In post-apartheid South Africa, political party affiliation still falls mostly along racial lines.

The Democratic Alliance is supported primarily by white and mixed-race voters, while most black voters vote for the ANC, the ruling African National Congress — the party of Nelson Mandela. Recently, though, the Democratic Alliance has made efforts to attract black voters.

The party's leader, Helen Zille, is white. Its largest voting bloc is white and its headquarters is in the western cape, South Africa's whitest province.

Lindiwe Mazibuko hopes to change that.

"Only one political party in South Africa is the party of the future. That party is the DA," the 31-year-old said at a political rally last year.

In October, she became the party's new leader in Parliament, making her the highest ranking black politician in the party's history.

Political analyst Eusebius Mckaiser said her sudden appearance shook up the political scene because most South Africans are used to seeing black politicians side with the ANC, the party that led the struggle against apartheid. Mckaiser said many view the ANC as the real hope for black South Africans.

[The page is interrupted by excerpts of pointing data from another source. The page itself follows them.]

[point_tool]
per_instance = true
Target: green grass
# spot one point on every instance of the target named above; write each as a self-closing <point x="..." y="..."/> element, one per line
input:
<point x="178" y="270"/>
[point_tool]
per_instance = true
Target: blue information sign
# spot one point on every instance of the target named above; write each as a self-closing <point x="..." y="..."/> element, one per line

During her rise to power, Mazibuko held rallies in black townships, traditional ANC strongholds. She challenged the ANC's monopoly on the black vote and strongly criticized their politics.

"This is the kind of politics that uses the scars of apartheid to hold the people of this country to ransom, and tells them, 'You can only vote for one country. We own your vote.' It's not true. Nobody owns anyone's vote in South Africa," she said.

Political opponents have tried to discredit Mazibuko, saying that she is simply a black figurehead for a white party. At a news conference last year, Julius Malema, the controversial former president of the ANC Youth League, called her a "tea girl" for Zille, saying she "must remain there in the kitchen for making the tea for the Madame."

Mazibuko isn't fazed by the criticism.

Mazibuko and DA officials maintain her selection was based on her own merits, but so far, Mazibuko hasn't won over many black voters.

The Democratic Alliance earned just 24 percent of the national vote in the last elections, and only 5 percent of the black vote. Political experts say many voters have trouble relating to Mazibuko, who is highly educated, grew up in a free South Africa, and didn't experience the struggle against apartheid.

In an attempt to reach university students, the Democratic Alliance also put out a controversial poster, which shows a white man and black women naked from the waist up in an intimate embrace. It says, "In our future, you wouldn't look twice."

Reagen Allen, a spokesperson for the DA Youth League, said the poster reflects the DA's stance on race.

"We believe in an open opportunity society, where all people are free, equal, and secure," he said. "The younger generation, to a large extent, they don't see race anymore. They see a human being."

But a lot of young people disagree. A University of Cape Town student said it's ridiculous to suggest young South Africans wouldn't look twice at an interracial couple, or that they no longer see race.

"In this country, even though we are a rainbow nation, there are still stigmas and stereotypes of black and white," she said.

Another student said maybe in the future race won't matter, but for now, it matters a lot.

In many ways, the DA's quest for political power is a test of their assertion that race shouldn't matter. But if their slow progress against the ANC is any indication, most South Africans, and especially most black South Africans, aren't buying it.